People work and think differently from their colleagues. Some people can effectively think about opportunities to offer new services to clients while they work. Others are more comfortable completing the work and then reviewing it for signs of new opportunities. You know how you work best. The point is that you need to ensure that both tasks are done.
You might not see any new opportunity in work you are doing for a client. You might discover an opportunity in your conversation with the client when the work is completed. You should always plan enough time with every client (whether verbally or by e-mail) to inquire about significant changes in the client’s life or business and discuss how these changes affect ongoing strategies and work.

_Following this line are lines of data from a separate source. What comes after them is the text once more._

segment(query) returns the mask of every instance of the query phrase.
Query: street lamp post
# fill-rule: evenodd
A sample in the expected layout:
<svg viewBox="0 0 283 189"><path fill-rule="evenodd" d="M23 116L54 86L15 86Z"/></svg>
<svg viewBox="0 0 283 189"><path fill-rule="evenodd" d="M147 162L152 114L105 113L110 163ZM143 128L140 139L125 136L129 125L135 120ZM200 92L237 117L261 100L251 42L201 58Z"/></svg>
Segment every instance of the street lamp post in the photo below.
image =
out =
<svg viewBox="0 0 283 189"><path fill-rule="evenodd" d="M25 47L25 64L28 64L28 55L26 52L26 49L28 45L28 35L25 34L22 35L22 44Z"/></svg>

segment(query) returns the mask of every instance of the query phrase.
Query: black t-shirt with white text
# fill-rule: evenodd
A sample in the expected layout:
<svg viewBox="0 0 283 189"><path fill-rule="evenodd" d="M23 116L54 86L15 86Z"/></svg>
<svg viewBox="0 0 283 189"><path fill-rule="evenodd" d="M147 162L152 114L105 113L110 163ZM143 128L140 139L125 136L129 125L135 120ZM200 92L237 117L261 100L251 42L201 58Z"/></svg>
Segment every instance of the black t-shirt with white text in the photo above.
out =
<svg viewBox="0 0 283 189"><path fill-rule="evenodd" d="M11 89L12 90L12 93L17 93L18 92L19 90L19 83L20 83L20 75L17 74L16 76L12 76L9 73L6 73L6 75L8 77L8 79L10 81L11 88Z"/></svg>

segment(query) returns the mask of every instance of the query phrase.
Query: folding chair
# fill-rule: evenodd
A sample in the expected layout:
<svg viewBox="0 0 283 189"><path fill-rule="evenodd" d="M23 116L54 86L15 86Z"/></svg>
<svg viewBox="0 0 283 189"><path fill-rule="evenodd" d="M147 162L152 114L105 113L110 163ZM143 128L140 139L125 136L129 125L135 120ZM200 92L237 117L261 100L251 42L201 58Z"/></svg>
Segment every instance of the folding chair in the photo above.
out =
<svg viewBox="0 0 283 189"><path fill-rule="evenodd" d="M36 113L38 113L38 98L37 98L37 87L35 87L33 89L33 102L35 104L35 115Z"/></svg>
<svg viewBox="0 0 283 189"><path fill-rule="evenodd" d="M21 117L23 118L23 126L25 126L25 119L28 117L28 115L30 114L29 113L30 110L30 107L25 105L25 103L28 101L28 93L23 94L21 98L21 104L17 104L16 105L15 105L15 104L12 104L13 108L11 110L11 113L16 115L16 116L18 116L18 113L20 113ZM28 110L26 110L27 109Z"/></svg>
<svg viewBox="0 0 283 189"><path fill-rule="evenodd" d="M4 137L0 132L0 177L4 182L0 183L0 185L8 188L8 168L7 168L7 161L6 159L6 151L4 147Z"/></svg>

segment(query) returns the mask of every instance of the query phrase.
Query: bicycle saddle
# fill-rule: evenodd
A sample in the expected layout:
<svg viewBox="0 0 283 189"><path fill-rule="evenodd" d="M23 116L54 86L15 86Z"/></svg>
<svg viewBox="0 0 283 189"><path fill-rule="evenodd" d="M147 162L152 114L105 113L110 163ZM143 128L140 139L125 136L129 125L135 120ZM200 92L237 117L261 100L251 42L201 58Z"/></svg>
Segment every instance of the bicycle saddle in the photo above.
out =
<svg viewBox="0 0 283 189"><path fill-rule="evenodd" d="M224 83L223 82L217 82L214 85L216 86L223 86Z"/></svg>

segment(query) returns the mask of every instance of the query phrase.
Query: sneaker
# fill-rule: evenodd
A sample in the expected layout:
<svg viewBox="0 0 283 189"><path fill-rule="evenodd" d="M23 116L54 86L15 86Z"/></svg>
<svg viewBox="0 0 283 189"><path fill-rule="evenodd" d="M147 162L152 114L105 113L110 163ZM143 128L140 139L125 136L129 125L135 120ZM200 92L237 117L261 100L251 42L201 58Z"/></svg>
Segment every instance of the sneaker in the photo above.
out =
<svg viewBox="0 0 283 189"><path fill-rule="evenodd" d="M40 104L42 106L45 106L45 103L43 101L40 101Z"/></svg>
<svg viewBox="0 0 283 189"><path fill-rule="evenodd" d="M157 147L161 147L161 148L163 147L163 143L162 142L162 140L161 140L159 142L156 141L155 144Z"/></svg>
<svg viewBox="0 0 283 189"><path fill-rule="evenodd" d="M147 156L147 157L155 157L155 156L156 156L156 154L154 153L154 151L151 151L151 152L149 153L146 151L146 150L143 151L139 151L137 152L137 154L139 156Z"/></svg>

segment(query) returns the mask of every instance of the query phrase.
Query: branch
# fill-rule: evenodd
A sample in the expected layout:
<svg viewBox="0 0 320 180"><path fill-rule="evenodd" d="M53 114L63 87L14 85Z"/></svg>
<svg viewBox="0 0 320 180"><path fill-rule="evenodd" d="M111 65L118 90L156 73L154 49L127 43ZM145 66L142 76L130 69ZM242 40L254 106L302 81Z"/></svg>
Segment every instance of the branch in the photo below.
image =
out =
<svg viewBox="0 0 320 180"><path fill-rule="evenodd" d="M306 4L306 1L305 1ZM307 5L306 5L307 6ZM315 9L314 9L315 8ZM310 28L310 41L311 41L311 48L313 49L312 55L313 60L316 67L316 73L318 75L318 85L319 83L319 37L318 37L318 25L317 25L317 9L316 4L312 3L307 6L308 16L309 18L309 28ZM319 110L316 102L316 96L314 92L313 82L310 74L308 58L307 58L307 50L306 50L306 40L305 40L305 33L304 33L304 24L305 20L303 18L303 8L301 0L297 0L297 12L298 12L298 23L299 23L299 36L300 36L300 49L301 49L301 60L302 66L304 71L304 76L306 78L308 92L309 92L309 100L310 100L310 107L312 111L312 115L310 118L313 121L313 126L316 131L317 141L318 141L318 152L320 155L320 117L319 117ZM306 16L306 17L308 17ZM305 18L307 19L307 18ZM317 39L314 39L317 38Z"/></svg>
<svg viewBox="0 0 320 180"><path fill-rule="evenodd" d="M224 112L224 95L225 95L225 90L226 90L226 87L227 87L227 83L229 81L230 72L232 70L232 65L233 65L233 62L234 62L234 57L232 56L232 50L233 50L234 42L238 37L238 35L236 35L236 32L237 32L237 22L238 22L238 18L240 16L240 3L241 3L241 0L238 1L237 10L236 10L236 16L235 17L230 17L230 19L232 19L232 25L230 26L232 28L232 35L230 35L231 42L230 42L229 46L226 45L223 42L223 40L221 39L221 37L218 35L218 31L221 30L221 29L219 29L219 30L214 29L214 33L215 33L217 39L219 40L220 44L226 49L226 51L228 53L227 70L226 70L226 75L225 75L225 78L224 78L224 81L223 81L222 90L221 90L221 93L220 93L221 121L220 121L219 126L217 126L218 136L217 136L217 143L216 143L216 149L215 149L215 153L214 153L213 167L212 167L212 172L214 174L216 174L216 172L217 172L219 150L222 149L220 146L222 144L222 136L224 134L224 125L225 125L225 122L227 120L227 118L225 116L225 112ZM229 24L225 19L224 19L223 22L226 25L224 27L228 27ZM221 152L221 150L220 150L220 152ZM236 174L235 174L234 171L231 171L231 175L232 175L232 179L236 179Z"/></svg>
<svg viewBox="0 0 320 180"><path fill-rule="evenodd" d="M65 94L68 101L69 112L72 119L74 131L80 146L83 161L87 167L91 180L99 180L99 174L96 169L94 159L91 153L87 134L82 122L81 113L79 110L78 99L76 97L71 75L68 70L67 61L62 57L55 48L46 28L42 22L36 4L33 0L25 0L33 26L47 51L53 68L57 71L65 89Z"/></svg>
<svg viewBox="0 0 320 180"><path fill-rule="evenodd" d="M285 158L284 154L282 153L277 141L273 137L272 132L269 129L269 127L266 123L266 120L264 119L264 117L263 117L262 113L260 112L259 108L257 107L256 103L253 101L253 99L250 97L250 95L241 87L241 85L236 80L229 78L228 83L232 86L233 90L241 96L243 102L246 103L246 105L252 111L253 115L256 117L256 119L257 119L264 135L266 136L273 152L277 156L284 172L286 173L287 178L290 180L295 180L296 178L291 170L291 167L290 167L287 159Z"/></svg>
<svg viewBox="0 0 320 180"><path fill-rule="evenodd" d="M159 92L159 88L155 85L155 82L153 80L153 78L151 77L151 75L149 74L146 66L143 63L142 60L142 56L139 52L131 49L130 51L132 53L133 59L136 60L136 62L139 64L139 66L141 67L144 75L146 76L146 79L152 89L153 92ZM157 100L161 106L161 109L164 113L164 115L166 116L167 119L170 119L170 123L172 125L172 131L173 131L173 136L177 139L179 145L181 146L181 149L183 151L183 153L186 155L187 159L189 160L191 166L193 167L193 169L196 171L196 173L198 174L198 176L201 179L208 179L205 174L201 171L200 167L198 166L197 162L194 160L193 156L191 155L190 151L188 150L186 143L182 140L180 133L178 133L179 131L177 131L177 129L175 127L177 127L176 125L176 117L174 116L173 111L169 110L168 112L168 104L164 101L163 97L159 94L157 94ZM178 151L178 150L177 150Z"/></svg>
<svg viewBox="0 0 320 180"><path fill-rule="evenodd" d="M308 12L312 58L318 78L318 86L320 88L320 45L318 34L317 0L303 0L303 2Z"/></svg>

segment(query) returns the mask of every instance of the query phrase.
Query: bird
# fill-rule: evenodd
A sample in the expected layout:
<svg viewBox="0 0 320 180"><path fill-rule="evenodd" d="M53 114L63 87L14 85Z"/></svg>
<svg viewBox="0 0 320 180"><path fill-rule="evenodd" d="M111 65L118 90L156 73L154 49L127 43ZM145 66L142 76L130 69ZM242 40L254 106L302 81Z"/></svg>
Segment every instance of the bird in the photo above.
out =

As a financial advisor who has been managing the investment portfolio for the 401K funds of a small business, you would likely want to gather more information and plan a follow-up meeting with your client if you suddenly learn that 10 of 19 employees will reach the age of 62 in the next twelve months. You might want to initiate a relationship with each individual in anticipation of changes in work status, lifestyle and appropriate investment strategies.

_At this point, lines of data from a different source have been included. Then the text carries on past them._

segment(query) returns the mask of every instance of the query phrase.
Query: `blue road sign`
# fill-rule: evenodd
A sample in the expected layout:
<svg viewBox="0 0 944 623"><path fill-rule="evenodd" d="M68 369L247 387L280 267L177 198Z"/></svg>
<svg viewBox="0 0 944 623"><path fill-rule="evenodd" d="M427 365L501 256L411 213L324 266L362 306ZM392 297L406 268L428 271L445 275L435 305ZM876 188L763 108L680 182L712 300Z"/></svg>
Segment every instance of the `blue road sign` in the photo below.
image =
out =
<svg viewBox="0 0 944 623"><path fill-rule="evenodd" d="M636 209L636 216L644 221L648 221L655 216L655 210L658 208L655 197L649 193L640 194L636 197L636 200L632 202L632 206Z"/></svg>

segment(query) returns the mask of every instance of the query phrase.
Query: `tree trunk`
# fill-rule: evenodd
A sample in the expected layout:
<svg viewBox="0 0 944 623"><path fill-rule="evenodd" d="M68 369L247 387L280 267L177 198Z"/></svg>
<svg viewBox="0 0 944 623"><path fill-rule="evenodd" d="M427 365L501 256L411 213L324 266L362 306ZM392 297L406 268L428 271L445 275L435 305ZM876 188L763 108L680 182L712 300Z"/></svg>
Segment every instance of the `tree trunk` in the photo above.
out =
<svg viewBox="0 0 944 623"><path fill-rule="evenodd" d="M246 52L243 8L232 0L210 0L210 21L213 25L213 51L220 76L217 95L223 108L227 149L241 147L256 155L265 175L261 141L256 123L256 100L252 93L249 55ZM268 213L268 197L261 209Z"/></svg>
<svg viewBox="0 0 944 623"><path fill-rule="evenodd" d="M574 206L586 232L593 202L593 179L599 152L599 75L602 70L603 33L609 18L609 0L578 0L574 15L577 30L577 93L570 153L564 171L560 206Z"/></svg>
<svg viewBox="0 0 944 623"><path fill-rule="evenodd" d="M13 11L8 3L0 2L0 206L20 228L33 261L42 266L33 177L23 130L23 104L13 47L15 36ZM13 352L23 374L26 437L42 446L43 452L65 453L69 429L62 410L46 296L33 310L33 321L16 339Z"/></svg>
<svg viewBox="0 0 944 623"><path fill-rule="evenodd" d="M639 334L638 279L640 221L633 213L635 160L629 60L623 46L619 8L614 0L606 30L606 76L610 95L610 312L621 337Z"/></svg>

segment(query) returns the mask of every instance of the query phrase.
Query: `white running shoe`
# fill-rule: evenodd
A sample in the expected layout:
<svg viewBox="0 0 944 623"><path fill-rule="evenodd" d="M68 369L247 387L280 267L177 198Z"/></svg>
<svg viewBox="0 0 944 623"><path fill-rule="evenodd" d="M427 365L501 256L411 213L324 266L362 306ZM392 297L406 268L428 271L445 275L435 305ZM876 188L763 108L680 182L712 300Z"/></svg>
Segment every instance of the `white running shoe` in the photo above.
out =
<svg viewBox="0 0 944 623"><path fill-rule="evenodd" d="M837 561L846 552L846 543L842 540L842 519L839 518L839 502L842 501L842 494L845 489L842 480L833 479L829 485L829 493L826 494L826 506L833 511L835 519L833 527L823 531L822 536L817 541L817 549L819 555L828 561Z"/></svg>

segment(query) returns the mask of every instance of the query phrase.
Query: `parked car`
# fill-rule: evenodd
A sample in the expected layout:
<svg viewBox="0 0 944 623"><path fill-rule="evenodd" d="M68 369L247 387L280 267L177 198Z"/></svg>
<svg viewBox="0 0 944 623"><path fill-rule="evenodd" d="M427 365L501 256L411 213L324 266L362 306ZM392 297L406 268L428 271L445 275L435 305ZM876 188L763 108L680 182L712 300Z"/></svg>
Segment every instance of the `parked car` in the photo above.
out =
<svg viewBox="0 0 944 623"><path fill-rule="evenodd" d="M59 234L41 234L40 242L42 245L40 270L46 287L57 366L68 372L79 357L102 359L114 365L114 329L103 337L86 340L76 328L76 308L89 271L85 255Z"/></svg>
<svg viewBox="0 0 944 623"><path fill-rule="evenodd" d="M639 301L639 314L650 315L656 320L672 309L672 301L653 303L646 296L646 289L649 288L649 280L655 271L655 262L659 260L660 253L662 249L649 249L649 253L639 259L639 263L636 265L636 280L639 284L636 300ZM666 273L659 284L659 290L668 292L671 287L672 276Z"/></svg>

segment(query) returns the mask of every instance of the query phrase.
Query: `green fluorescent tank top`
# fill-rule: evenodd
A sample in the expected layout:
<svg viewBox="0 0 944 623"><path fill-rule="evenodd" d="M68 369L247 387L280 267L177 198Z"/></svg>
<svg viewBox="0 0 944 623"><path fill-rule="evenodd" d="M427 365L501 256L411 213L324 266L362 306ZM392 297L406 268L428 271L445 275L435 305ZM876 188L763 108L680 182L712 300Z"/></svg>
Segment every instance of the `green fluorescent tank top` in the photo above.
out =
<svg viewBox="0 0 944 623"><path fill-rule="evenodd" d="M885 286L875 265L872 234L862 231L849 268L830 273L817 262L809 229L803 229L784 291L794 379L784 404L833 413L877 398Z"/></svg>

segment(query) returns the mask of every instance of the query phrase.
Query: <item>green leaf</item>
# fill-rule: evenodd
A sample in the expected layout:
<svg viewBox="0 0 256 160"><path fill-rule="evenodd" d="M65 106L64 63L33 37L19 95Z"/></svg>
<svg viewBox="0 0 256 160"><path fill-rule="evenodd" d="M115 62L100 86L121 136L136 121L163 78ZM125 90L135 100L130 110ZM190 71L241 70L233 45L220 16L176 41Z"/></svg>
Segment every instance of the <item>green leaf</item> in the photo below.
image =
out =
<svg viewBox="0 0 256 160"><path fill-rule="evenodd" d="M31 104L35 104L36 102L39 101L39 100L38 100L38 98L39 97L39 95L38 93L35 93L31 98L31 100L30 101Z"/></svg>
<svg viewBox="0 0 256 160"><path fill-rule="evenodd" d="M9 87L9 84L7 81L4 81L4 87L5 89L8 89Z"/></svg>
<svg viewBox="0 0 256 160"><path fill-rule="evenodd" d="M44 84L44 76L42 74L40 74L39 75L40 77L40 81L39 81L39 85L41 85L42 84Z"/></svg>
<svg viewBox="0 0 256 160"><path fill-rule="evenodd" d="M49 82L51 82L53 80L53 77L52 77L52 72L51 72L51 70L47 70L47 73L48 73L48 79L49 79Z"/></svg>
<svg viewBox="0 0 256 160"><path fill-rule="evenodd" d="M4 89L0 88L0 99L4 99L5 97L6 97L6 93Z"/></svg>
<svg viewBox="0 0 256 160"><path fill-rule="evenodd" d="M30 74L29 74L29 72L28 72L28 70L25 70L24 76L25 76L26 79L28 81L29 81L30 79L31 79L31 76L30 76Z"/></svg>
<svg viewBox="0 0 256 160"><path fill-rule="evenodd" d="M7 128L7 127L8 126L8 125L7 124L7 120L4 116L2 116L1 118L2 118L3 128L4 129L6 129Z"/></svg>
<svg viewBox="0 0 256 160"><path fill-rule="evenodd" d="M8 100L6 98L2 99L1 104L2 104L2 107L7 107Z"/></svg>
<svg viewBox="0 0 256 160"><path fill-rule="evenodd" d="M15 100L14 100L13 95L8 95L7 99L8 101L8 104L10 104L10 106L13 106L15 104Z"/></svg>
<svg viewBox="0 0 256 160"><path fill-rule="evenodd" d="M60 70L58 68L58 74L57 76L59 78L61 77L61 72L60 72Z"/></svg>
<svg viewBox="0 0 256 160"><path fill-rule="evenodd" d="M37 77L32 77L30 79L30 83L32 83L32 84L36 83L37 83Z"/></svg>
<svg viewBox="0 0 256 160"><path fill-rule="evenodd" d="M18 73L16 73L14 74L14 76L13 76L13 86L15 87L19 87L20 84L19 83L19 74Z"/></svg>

As an accountant and investments manager for a mid-sized manufacturing company, you would need to know immediately if the CEO of the company is starting to think about the merits of buying a small company that provides a critical component for your manufacturing process. A strategy session would certainly be in order to discuss the merits of working with your M&A department and to develop a strategy to maximize return on investments while also having adequate liquid assets available when needed for a purchase.
Don’t settle for just churning out jobs and hoping the future will take care of itself. Instead, invest a little bit more time in each job and look for opportunities you can grasp to build a stronger and more profitable future.